Effects of Ce content on microstructure evolution and magnetic properties for hot deformed Ce–Fe–B magnets

Abstract

Understanding the evolution of phase and microstructure is a critical step to prepare high performance magnets. In this work, hot deformed (HD) Ce–Fe–B magnets with different Ce contents are prepared. The results demonstrate that the content of CeFe2 phase is enhanced with increasing Ce content. And its distribution changes from the sporadic distribution for Ce13.5Fe81B5.5 magnet to the mixed distribution consisting of large strip-shaped grains and dispersed distribution around main phase for Ce17Fe78B5 magnet to the nearly complete dispersed distribution for Ce21Fe74B5 magnet. These CeFe2 phase around main phase can increase magnetic isolation effect, improving the coercivity of HD magnet.

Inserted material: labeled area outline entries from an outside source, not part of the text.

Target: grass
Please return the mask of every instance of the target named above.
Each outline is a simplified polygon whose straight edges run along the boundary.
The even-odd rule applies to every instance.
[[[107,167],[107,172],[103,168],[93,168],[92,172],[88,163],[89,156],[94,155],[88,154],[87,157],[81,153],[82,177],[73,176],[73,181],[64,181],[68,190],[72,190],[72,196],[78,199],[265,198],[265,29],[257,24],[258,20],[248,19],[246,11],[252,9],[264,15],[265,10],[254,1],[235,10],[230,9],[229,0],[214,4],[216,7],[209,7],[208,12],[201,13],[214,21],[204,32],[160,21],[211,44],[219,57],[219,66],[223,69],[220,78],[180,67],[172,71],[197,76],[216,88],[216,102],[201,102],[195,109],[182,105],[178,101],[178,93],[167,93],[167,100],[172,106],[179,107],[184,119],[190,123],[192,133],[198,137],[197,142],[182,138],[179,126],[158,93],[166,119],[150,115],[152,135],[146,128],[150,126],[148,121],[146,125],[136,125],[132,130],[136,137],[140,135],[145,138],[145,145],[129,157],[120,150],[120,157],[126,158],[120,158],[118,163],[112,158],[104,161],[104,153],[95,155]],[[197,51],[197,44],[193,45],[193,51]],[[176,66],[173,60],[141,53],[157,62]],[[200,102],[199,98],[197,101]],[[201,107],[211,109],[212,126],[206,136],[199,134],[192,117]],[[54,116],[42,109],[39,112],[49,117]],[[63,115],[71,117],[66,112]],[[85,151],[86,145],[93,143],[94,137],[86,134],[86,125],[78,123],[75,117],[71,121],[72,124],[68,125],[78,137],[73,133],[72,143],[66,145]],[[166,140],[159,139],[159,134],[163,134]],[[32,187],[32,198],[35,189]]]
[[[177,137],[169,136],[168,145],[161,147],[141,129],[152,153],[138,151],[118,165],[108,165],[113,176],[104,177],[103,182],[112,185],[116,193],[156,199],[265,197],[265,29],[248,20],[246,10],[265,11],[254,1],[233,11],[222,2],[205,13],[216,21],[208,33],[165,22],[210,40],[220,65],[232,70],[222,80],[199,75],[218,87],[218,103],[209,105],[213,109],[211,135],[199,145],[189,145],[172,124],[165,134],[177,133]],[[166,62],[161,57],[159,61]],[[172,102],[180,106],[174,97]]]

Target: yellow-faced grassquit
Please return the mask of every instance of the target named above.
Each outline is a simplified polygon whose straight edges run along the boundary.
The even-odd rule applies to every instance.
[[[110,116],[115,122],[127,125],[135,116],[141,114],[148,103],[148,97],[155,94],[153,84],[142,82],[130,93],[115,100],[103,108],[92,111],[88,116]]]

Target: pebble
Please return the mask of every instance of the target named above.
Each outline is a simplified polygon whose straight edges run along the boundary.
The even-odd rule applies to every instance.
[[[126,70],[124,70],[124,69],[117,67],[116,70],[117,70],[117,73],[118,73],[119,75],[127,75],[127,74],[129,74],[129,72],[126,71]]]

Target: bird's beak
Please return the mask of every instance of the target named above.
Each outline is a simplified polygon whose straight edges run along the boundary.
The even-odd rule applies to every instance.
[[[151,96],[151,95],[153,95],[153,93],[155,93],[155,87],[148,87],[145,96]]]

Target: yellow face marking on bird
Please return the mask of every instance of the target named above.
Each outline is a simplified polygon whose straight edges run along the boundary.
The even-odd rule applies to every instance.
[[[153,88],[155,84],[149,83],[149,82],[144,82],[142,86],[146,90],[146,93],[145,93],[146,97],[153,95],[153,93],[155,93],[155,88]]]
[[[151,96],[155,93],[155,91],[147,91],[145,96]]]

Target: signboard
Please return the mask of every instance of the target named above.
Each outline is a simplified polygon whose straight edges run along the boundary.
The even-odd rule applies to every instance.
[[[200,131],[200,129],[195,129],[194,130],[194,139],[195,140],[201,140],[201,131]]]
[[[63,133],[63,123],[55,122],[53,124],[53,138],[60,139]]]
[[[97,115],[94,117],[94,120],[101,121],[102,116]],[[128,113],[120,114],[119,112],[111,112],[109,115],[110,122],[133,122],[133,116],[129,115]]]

In addition, it is found that a large amount of CeFe2 phase and equiaxed 2:14:1 phase grain without c-axis orientation surround each other, indicating that the CeFe2 phase is not favorable to the formation of c-axis orientation. Elemental metallurgical behavior reveals that Pr and Cu elements are segregated between platelet-shaped main phase grains, and however, for equiaxed grain region, Pr and Cu elements are enriched in CeFe2 phase. Based on the grain boundary diffusion (GBD), the coercivity, remanence and magnetic energy product are all improved significantly, increasing by 287%, 74%, and 371%, respectively, which is attributed to the formed (Pr, Ce)2Fe14B phase and increased magnetic isolation effects.